“Evening. Shadows…” – V. Khlebnikov

Russian Silver Age poetry translations, 7/?

A (needed) change of tone from yesterday. Velimir Khlebnikov (1885-1922; born Viktor Vladimirovich Khlebnikov) was one of the central figures of the Futurist movement, along with Vladimir Mayakovsky. The Futurists sought to rebel against conventions of poetic genre and form; their first major collection, of which half the poems were Khlebnikov’s, was called “A Slap In The Face of Public Taste” (1912). (The Russian Wikipedia notes, unsourced, that Khlebnikov was challenged to a duel by Osip Mandelstam in 1913, over an apparent literary argument, but the duel never occurred.)

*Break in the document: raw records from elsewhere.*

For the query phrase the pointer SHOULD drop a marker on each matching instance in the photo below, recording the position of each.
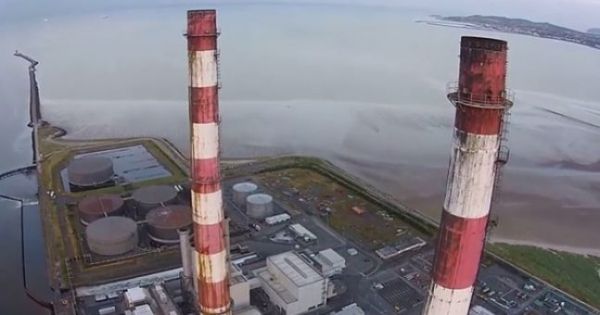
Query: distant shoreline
(516, 26)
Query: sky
(578, 14)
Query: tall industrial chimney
(212, 269)
(480, 102)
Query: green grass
(576, 274)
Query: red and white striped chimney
(212, 270)
(480, 102)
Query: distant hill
(522, 26)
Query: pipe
(209, 226)
(186, 253)
(480, 101)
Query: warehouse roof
(295, 268)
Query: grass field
(373, 228)
(576, 274)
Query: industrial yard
(128, 232)
(377, 285)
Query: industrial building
(292, 283)
(310, 278)
(259, 206)
(405, 244)
(351, 309)
(329, 262)
(303, 233)
(241, 191)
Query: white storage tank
(241, 191)
(259, 206)
(151, 197)
(90, 171)
(112, 236)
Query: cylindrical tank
(92, 208)
(259, 206)
(150, 197)
(112, 236)
(90, 171)
(164, 222)
(241, 191)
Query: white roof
(296, 269)
(248, 311)
(479, 310)
(143, 310)
(135, 295)
(278, 217)
(331, 257)
(302, 231)
(351, 309)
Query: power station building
(292, 283)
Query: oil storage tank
(241, 191)
(92, 208)
(112, 236)
(163, 223)
(150, 197)
(259, 206)
(90, 171)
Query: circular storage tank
(92, 208)
(90, 171)
(164, 222)
(241, 191)
(150, 197)
(259, 206)
(112, 236)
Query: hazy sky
(580, 14)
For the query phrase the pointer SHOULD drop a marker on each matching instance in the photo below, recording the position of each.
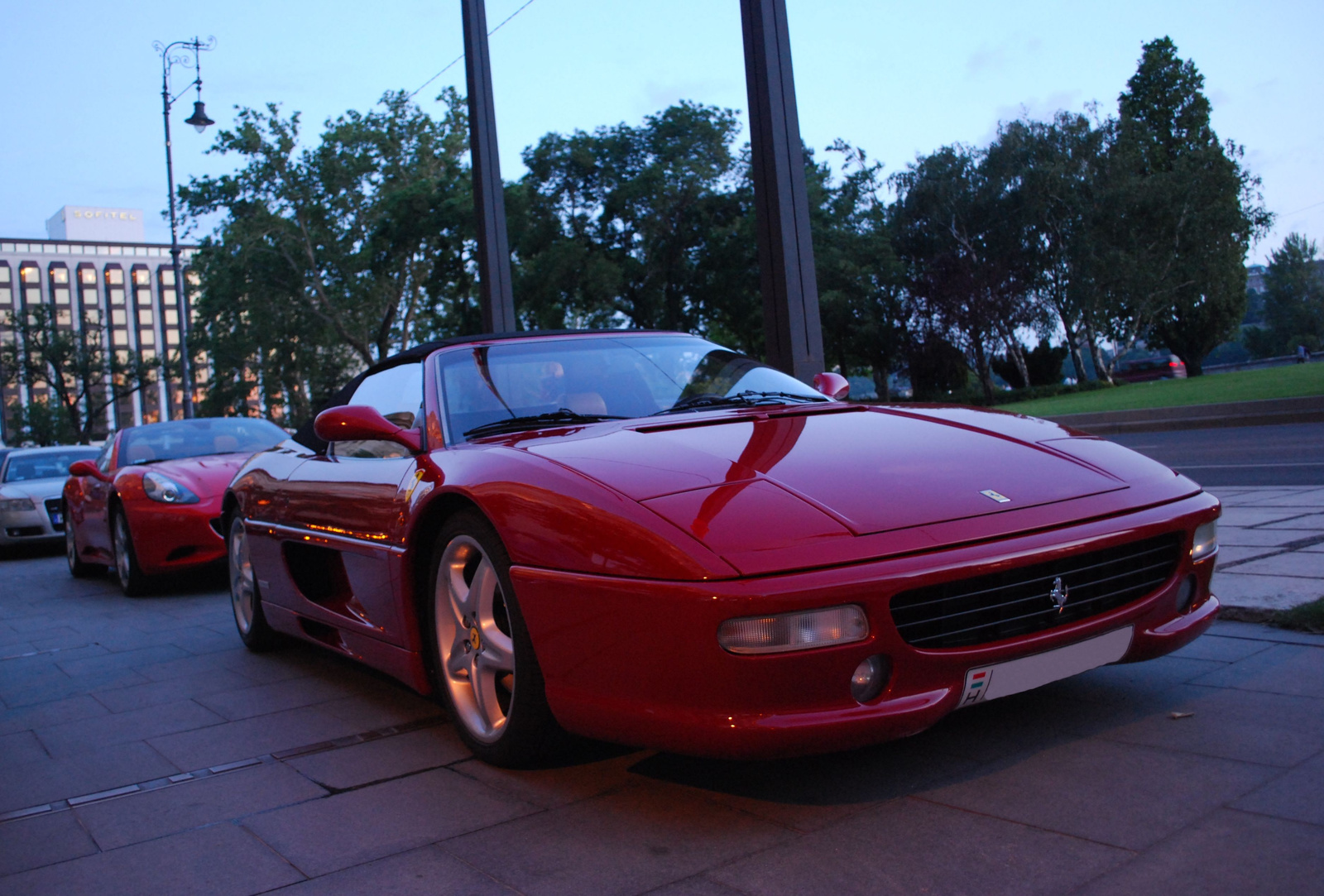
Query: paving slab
(379, 760)
(41, 781)
(1282, 668)
(194, 803)
(381, 820)
(910, 846)
(37, 842)
(425, 871)
(249, 737)
(127, 727)
(1297, 796)
(1122, 794)
(218, 860)
(622, 842)
(1235, 588)
(1306, 565)
(1225, 853)
(1270, 730)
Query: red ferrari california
(151, 501)
(649, 539)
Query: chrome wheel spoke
(498, 653)
(477, 657)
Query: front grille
(1019, 601)
(55, 511)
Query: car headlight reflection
(166, 490)
(775, 635)
(1206, 540)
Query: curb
(1307, 410)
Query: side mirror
(86, 469)
(359, 423)
(833, 386)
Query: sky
(83, 99)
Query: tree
(1188, 211)
(335, 256)
(616, 225)
(968, 266)
(860, 277)
(366, 228)
(1294, 295)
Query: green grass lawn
(1245, 386)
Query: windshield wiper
(535, 421)
(747, 399)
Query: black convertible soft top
(305, 434)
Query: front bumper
(175, 536)
(30, 527)
(637, 661)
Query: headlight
(166, 490)
(1206, 540)
(775, 635)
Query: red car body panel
(632, 542)
(166, 536)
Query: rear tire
(482, 659)
(77, 568)
(132, 577)
(245, 596)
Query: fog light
(775, 635)
(1205, 543)
(871, 678)
(1187, 595)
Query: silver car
(31, 486)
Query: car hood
(770, 482)
(33, 489)
(207, 477)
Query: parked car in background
(31, 482)
(150, 502)
(1155, 367)
(649, 539)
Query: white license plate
(1016, 675)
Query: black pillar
(494, 291)
(781, 204)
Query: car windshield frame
(83, 452)
(560, 381)
(179, 439)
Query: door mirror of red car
(86, 469)
(833, 386)
(359, 424)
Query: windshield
(46, 465)
(191, 438)
(599, 377)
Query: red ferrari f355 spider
(151, 501)
(649, 539)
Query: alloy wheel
(72, 547)
(242, 591)
(123, 560)
(474, 638)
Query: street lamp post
(200, 122)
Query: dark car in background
(1152, 367)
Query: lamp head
(199, 118)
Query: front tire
(132, 578)
(483, 662)
(77, 568)
(245, 597)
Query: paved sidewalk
(1271, 547)
(158, 756)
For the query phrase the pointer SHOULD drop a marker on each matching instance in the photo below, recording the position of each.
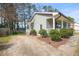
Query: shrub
(33, 32)
(70, 32)
(43, 33)
(54, 35)
(64, 33)
(4, 31)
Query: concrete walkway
(23, 45)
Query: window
(27, 26)
(40, 26)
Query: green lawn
(5, 39)
(77, 49)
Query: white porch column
(62, 24)
(53, 22)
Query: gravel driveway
(23, 45)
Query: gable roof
(46, 13)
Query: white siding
(40, 20)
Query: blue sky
(68, 9)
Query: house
(48, 20)
(76, 27)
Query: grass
(76, 33)
(5, 39)
(77, 49)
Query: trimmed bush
(64, 33)
(54, 35)
(43, 33)
(4, 32)
(33, 32)
(70, 32)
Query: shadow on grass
(5, 46)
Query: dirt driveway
(23, 45)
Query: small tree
(43, 33)
(64, 33)
(54, 35)
(33, 32)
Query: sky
(68, 9)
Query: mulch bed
(53, 43)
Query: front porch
(52, 23)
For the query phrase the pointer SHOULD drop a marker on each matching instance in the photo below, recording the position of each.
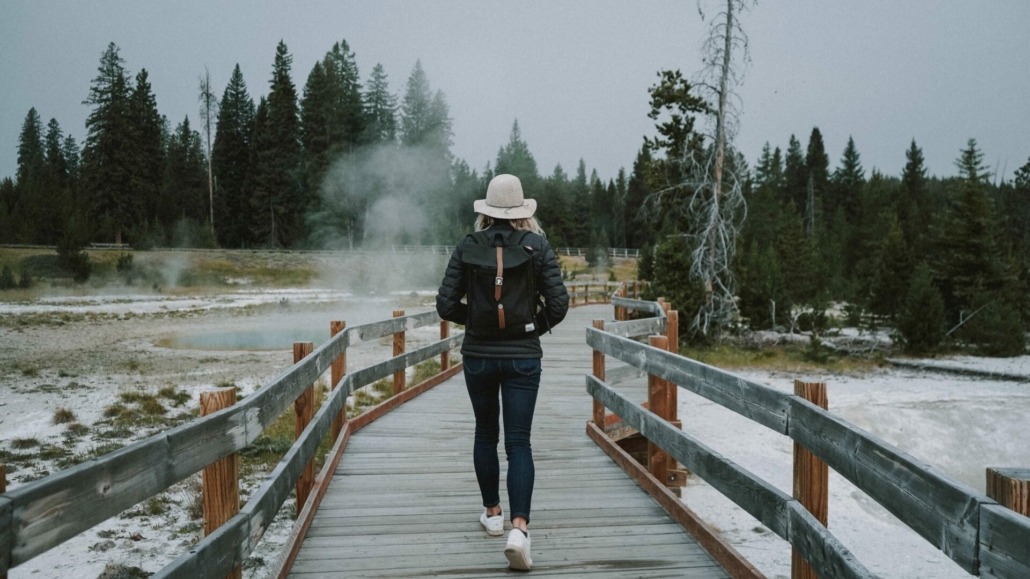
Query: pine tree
(795, 176)
(415, 108)
(231, 162)
(147, 145)
(894, 273)
(618, 209)
(348, 122)
(380, 108)
(8, 199)
(54, 151)
(552, 211)
(184, 194)
(867, 230)
(106, 170)
(762, 290)
(1017, 211)
(921, 322)
(69, 148)
(969, 261)
(578, 228)
(277, 204)
(848, 181)
(639, 230)
(31, 154)
(914, 206)
(818, 164)
(32, 202)
(515, 159)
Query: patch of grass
(134, 397)
(23, 443)
(77, 429)
(278, 438)
(152, 407)
(63, 416)
(191, 528)
(156, 506)
(177, 397)
(53, 452)
(425, 370)
(117, 571)
(114, 410)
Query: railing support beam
(598, 371)
(444, 334)
(304, 410)
(1010, 487)
(657, 398)
(221, 481)
(339, 369)
(811, 478)
(399, 342)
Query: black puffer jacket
(549, 284)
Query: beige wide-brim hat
(505, 200)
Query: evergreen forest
(339, 162)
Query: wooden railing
(981, 536)
(40, 515)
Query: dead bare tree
(208, 115)
(718, 208)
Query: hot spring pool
(271, 339)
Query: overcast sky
(575, 73)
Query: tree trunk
(720, 144)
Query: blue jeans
(518, 381)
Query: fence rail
(970, 528)
(42, 514)
(434, 249)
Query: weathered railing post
(304, 410)
(811, 478)
(677, 477)
(339, 368)
(1010, 487)
(221, 481)
(444, 334)
(399, 377)
(598, 372)
(657, 399)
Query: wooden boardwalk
(404, 500)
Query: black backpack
(502, 293)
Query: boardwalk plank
(404, 500)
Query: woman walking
(512, 284)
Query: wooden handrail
(43, 514)
(216, 554)
(777, 510)
(949, 514)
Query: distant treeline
(938, 260)
(351, 164)
(305, 170)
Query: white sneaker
(517, 550)
(494, 525)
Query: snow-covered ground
(1017, 366)
(958, 424)
(84, 364)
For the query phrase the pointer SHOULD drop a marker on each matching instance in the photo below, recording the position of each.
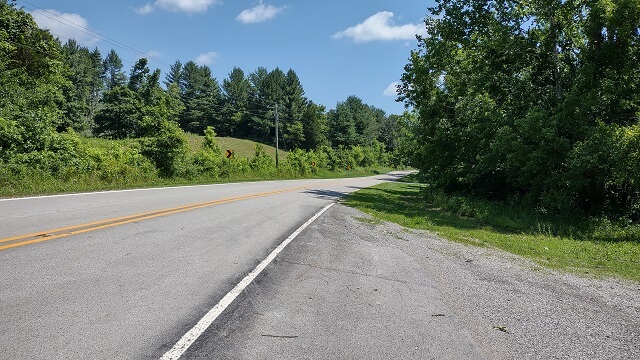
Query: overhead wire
(64, 21)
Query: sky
(338, 48)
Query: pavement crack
(343, 271)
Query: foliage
(602, 248)
(166, 147)
(534, 101)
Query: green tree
(315, 127)
(112, 73)
(120, 115)
(83, 97)
(236, 95)
(513, 97)
(294, 104)
(201, 96)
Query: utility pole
(277, 140)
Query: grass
(24, 181)
(585, 248)
(241, 147)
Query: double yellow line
(27, 239)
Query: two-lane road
(125, 274)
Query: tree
(354, 123)
(236, 95)
(139, 74)
(32, 70)
(82, 98)
(112, 73)
(315, 127)
(524, 100)
(293, 111)
(120, 116)
(175, 75)
(201, 96)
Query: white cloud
(65, 26)
(188, 6)
(207, 59)
(392, 89)
(148, 8)
(381, 27)
(259, 14)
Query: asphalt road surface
(125, 275)
(122, 275)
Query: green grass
(241, 147)
(586, 248)
(25, 181)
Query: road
(130, 275)
(124, 274)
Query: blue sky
(337, 47)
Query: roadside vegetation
(526, 132)
(72, 120)
(594, 247)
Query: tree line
(98, 97)
(53, 94)
(531, 101)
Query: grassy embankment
(592, 248)
(120, 175)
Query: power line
(82, 29)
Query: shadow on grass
(409, 200)
(327, 194)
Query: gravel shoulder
(351, 287)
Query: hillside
(241, 147)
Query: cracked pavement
(351, 288)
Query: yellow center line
(48, 235)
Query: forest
(57, 96)
(531, 102)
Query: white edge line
(141, 189)
(192, 335)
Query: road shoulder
(353, 287)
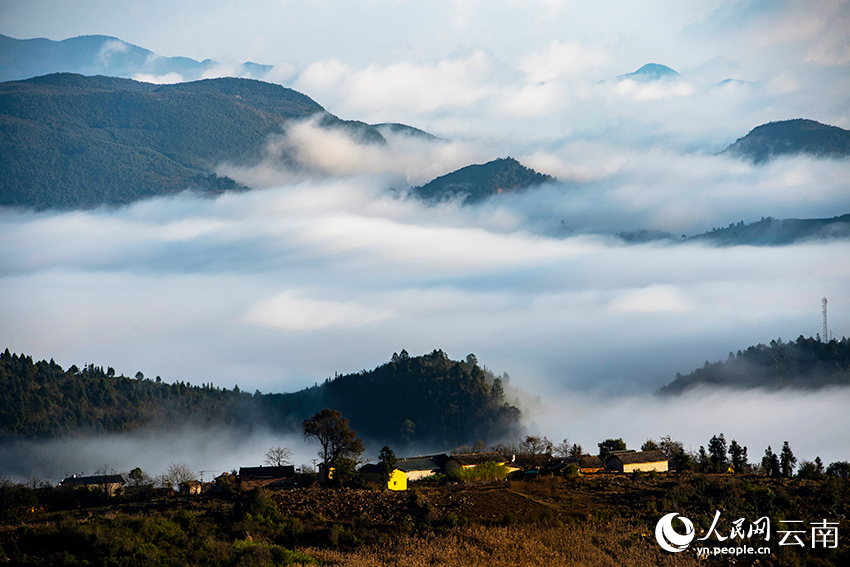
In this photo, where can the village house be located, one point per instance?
(265, 473)
(589, 464)
(110, 483)
(374, 473)
(471, 460)
(190, 488)
(417, 468)
(634, 461)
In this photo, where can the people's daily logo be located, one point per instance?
(671, 540)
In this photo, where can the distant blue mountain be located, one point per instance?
(650, 72)
(99, 55)
(792, 137)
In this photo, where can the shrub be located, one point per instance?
(484, 471)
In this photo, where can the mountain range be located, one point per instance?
(75, 141)
(102, 55)
(474, 183)
(427, 400)
(806, 363)
(72, 141)
(791, 137)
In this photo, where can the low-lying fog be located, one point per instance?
(812, 422)
(278, 288)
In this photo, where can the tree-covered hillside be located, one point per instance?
(478, 182)
(426, 399)
(790, 137)
(806, 363)
(74, 141)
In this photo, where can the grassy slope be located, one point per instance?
(588, 521)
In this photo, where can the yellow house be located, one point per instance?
(644, 461)
(372, 473)
(398, 480)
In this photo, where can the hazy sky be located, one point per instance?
(310, 275)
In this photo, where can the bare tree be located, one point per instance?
(177, 474)
(278, 456)
(562, 449)
(333, 433)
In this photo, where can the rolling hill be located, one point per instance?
(791, 137)
(806, 363)
(100, 55)
(474, 183)
(428, 399)
(74, 141)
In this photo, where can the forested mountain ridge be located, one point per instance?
(791, 137)
(806, 363)
(474, 183)
(428, 399)
(99, 55)
(776, 232)
(71, 141)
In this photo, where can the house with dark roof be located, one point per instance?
(265, 473)
(471, 460)
(634, 461)
(417, 468)
(589, 464)
(109, 483)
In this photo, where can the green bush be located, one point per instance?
(484, 471)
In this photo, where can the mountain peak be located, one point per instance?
(651, 72)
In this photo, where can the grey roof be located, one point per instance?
(417, 464)
(468, 459)
(93, 480)
(267, 472)
(591, 462)
(640, 457)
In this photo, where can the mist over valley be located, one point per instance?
(589, 210)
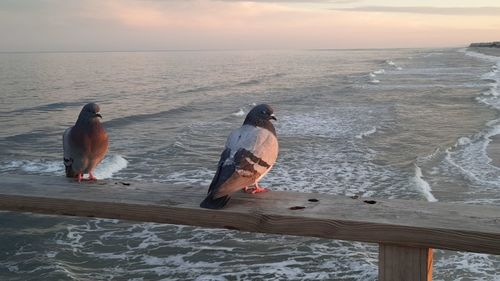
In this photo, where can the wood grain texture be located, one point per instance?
(421, 224)
(398, 263)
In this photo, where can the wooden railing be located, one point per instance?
(406, 231)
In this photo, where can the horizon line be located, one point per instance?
(219, 50)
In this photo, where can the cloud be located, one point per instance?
(459, 11)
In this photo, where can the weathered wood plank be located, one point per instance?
(404, 263)
(396, 222)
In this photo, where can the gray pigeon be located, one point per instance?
(85, 144)
(250, 152)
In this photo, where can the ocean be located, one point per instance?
(387, 123)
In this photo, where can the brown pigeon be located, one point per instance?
(85, 144)
(250, 152)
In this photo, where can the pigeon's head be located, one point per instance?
(90, 112)
(261, 113)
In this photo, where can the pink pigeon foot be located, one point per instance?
(256, 189)
(79, 177)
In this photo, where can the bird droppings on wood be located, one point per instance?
(230, 227)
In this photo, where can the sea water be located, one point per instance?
(411, 124)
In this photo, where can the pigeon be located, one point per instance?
(250, 152)
(85, 144)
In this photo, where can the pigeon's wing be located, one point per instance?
(99, 147)
(68, 156)
(252, 152)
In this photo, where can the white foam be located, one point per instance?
(422, 185)
(110, 165)
(371, 131)
(34, 166)
(463, 141)
(239, 113)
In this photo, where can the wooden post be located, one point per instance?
(398, 263)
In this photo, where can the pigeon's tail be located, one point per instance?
(214, 203)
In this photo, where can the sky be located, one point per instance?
(130, 25)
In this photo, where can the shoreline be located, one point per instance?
(493, 148)
(490, 51)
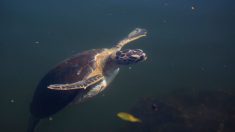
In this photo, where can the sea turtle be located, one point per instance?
(82, 77)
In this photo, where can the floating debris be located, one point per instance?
(50, 118)
(164, 21)
(128, 117)
(12, 101)
(36, 42)
(193, 7)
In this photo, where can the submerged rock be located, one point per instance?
(184, 111)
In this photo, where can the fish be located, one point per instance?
(128, 117)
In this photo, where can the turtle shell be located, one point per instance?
(46, 101)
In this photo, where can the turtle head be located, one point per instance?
(130, 56)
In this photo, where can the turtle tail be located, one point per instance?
(33, 121)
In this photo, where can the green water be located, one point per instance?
(187, 49)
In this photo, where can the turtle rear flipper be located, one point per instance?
(77, 85)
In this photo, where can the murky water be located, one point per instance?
(190, 47)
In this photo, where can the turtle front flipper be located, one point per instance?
(77, 85)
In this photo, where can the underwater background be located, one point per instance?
(186, 84)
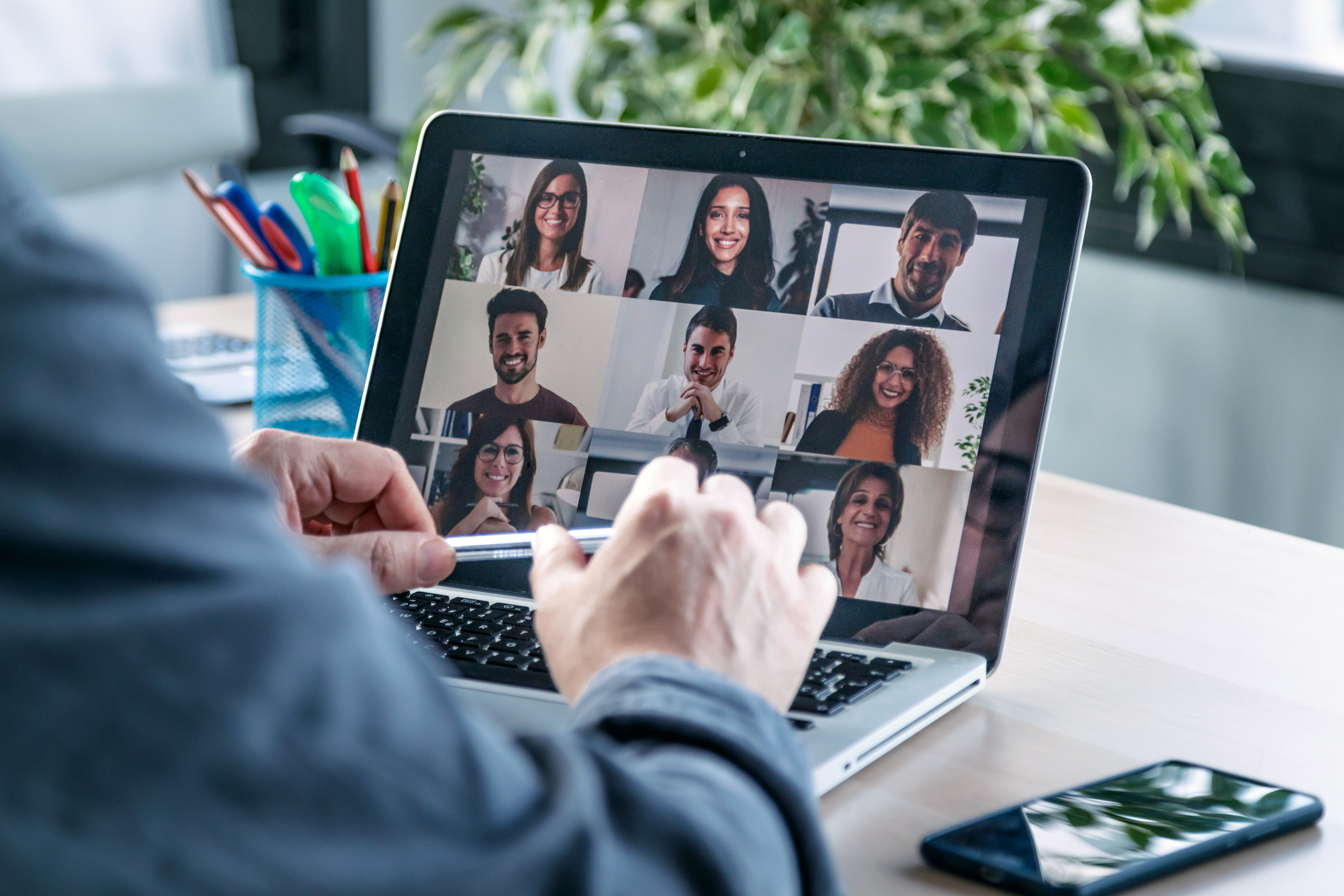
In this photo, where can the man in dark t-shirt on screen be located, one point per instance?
(518, 333)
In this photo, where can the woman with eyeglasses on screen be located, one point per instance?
(490, 488)
(864, 515)
(729, 255)
(890, 404)
(550, 241)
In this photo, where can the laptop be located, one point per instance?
(867, 332)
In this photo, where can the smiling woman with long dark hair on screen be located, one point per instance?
(863, 518)
(890, 404)
(729, 255)
(490, 488)
(550, 241)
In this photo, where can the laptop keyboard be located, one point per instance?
(494, 641)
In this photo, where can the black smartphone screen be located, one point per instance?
(1117, 832)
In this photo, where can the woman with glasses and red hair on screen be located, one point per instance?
(490, 488)
(550, 241)
(890, 404)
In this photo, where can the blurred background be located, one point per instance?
(1179, 381)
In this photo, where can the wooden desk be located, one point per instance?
(1140, 632)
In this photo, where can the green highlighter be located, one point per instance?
(334, 222)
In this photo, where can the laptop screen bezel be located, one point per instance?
(436, 194)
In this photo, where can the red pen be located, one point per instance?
(236, 229)
(350, 169)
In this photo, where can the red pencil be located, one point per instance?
(350, 169)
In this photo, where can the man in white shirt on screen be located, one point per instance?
(701, 404)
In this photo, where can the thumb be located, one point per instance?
(557, 559)
(397, 561)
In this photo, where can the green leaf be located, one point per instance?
(1084, 125)
(1172, 127)
(1135, 155)
(1075, 29)
(1123, 62)
(708, 81)
(1171, 177)
(1170, 7)
(1152, 213)
(1057, 139)
(1061, 73)
(1218, 156)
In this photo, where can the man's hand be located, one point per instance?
(703, 399)
(351, 499)
(695, 574)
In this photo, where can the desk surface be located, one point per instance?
(1139, 632)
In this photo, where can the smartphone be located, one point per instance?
(1116, 833)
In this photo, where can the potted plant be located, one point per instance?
(995, 74)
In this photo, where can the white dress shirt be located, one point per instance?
(885, 295)
(495, 269)
(738, 402)
(885, 585)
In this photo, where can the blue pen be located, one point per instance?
(242, 200)
(274, 218)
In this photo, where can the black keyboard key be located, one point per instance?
(465, 653)
(513, 645)
(470, 639)
(854, 692)
(817, 707)
(507, 675)
(506, 658)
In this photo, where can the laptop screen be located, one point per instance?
(832, 345)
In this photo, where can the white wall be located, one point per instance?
(572, 364)
(667, 217)
(1205, 391)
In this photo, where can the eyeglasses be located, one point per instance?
(513, 453)
(886, 370)
(569, 202)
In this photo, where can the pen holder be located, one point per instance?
(314, 342)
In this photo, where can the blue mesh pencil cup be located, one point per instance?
(314, 342)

In contrast to very grounded and specific poets such as Esenin, Khlebnikov was fascinated by cosmological themes and the nature of the universe in his work: e.g. “Besides the law of gravity / To find the common structure of time, / Of the golden harp of the sun, / The basic small cell of time and the entire network.” (1921; translation mine 2007.) He sought to be clever with the Russian language, tearing apart words and creating new ones, pushing Russian morphology and metaphor to the limit. A Slavic enthusiast, he went through a period of completely eschewing non-Slavic roots in his work, a conceit it would be difficult to match in the much more mixed language of English. Translating his work into English requires coining new words to match his neologisms, such as “swanderful” for his “lebedivo” (lebedi = swans; divo = wonder, miracle). This poem is not as elaborate as some, but still forced me to decide how to translate his wordplay on “slovo” (word) and “sleva” (at the left).

Evening. Shadow.
Porches. Languor.
We sat, drinking evening light.
In each eye the flight of deer
In each gaze a spear’s flight.
And when universal summergold boiled in the sunset west
From the store a boy dashed out
Followed by “Heat!” the shout,
And I, closer to right than the rightmost
Was more leftword than leftward.

Velimir Khlebnikov, 1908; translation by Tamara Vardomskaya, 2007, revised 2016.